Struggling with US sanctions, a severely weakened economy and a continuing anti-government protest movement, Iran is already under significant pressure. “With authorities still struggling to contain protests nationwide,” Soltvedt said, “a water security crisis in eastern Iran would come at a particularly difficult time.”

A dangerous frontier

The 580-mile border between Afghanistan and Iran is porous and teeming with crime, mostly coming from the Afghan side towards Iran. Afghanistan has been plagued by instability and war for decades, and the ruling Taliban government derives a significant portion of its revenue from illicit trade.

“Iran’s Afghan border has always been the most vulnerable,” said Kamal Alam, nonresident senior fellow at the Atlantic Council’s South Asia Center. It is home to “a number of problems including narcotics, human trafficking and terrorism” – but is simultaneously a very important source of water, Alam said.

Tensions over water between the two countries go back a long way. In the 1950s, Afghanistan built two large dams that restricted the flow of water from the Helmand River to Iran. This angered Tehran and threatened its relations, eventually leading to the signing of a treaty in 1973 that allocated Iran 850 million cubic meters of Helmand water per year.

But subsequent revolutions, invasions, wars and dramatic changes of government in both countries meant that the treaty was never fully implemented.

“Since the 1973 water treaty between the two, they have repeatedly come close to war due to various Afghan governments using Iran’s water vulnerability as leverage on bilateral issues,” Alam said. .

Climate change and worsening threats

Scientists have long warned that climate change increases the risk of wars and refugee crises as countries compete for the natural resources they need to live.

“Disagreements over water allocations for the Helmand River are difficult to overcome as neither country has the capacity to bring more water to the region,” said Ryan Bohl, senior analyst for the Middle East. East and North Africa at Rane. “It’s already an extremely dry region, but issues like climate change and overexploitation are making it worse.”

“In a way,” he said, “it’s a classic driver of conflict, a competition for a scarce resource that neither side can live without.”

In mid-May, a Taliban press release expressed Afghan support for the 1973 treaty, but said: “Since there has been a drought in Afghanistan and the region in recent years and the the water level has gone down… the provinces of the country are suffering from drought and there is not enough water.In such a situation, we consider as harmful the frequent demand for water from Iran and the declarations inappropriate in the media.

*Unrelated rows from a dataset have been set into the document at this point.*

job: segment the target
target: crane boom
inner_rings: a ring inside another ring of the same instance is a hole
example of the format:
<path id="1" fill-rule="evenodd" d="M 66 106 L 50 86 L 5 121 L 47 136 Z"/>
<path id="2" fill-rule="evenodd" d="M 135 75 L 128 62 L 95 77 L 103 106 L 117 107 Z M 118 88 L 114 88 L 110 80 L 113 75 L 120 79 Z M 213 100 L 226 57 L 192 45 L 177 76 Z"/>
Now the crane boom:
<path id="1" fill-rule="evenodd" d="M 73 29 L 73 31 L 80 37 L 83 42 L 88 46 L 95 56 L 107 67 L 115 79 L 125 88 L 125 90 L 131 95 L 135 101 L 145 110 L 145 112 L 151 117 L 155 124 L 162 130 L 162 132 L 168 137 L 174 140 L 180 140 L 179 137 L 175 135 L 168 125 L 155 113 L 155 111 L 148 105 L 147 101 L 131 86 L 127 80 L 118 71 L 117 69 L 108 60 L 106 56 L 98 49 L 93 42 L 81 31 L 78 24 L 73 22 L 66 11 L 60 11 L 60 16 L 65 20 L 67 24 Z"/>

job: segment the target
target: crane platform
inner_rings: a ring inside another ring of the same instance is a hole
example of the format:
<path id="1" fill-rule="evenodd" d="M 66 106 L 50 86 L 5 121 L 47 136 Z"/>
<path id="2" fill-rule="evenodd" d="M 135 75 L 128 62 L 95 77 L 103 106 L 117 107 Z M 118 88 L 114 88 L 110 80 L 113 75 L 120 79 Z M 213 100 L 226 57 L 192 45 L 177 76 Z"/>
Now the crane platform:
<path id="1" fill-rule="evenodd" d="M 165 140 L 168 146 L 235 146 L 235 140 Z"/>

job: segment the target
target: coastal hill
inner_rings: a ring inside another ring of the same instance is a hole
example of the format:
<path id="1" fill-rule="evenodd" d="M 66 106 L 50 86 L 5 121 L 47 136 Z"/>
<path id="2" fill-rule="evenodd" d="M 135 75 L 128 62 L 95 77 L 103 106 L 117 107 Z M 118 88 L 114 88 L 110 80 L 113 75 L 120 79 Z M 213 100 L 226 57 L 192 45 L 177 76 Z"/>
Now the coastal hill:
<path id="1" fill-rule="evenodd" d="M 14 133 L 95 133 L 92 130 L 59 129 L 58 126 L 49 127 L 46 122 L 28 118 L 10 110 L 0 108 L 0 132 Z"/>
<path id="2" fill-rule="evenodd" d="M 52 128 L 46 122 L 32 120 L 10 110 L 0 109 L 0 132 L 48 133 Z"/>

Iranian President Ebrahim Raisi, in response, told Afghan leaders to take his words “very seriously”, saying “I warn the leaders of Afghanistan to give the rights of the people by [the Iranian border regions of] Sistan and Balochistan immediately. A Taliban commander retaliated by saying there was no water to give Iran and warning, “Don’t attack us. We are not afraid.”

Tehran then issued a statement emphasizing the fact that it does not recognize the Taliban as the ruling body of Afghanistan. The back and forth has only heightened tensions, and some fear May’s border shooting could be a sign of worse to come.

Rane’s Bohl expects the problem to escalate as “water scarcity is a very complicated problem that requires large and costly infrastructure investments to overcome, which neither Iran nor Afghanistan, strongly sanctioned, are unable to resolve,” he said.

He expects the outbreaks of violence between the two to continue, along with continued disruptions to Afghanistan’s water supply – bad news for an already desperately impoverished country.

This “could hurt Afghanistan’s agricultural production over time and damage its already fragile economy and worsen food shortages,” Bohl said.